Analytics and tracking were implemented using Google Tag Manager and Google Analytics 4. GTM allowed tracking changes to be deployed without code releases, giving the product team the flexibility to iterate on analytics independently. GA4 provided the event data needed to understand user behaviour on the platform and inform product decisions.
TypeScript was adopted to improve code quality and catch potential runtime errors at compile time. On a financial platform where data integrity is critical, TypeScript's type safety added a meaningful layer of reliability to the codebase.
Unit testing was implemented using Jest and React Testing Library, covering component behaviour and ensuring regressions were caught before reaching production.
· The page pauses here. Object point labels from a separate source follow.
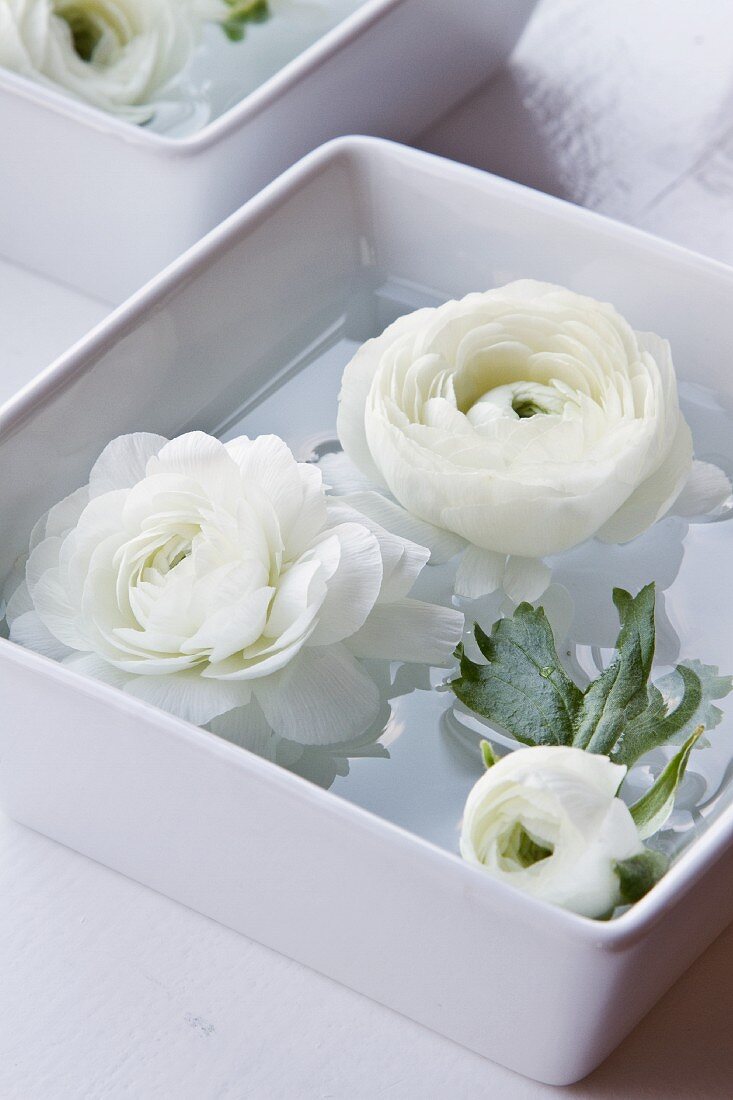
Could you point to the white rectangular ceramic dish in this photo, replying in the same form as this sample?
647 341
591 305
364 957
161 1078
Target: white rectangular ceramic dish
102 205
302 273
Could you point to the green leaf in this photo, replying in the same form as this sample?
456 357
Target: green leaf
638 873
653 810
243 12
523 688
685 701
621 692
488 755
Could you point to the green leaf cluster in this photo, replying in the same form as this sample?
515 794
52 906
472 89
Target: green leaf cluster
243 12
524 689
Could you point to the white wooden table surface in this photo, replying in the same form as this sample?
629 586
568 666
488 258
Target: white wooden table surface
108 990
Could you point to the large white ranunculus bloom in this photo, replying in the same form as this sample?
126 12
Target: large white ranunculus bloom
200 576
547 821
523 420
113 54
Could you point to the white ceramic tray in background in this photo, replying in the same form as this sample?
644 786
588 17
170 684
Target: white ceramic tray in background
102 205
304 267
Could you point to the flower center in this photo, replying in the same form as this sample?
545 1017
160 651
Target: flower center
518 848
518 400
89 24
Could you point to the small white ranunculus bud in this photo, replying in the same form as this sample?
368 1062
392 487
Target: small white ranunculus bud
547 821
This also improved development speed over time by giving engineers confidence to refactor without breaking existing functionality.
Performance and stability were maintained through proactive issue resolution — monitoring for regressions, identifying bottlenecks, and resolving them before they impacted users.
Results
Key frontend components were delivered and maintained across the web and mobile surfaces of the Himalaya Exchange platform. The GTM and GA4 implementation gave the product team actionable analytics data. TypeScript adoption reduced runtime errors and made the codebase easier to reason about for the whole team. Unit test coverage improved reliability and reduced the risk of regressions reaching production.
Learnings
Working across React.js, React Native, and Next.js on the same product reinforced the value of shared logic and consistent patterns. Where platform-specific differences existed, clear abstractions kept the codebase manageable. The experience also sharpened my approach to analytics integration — treating tracking as a first-class engineering concern rather than an afterthought.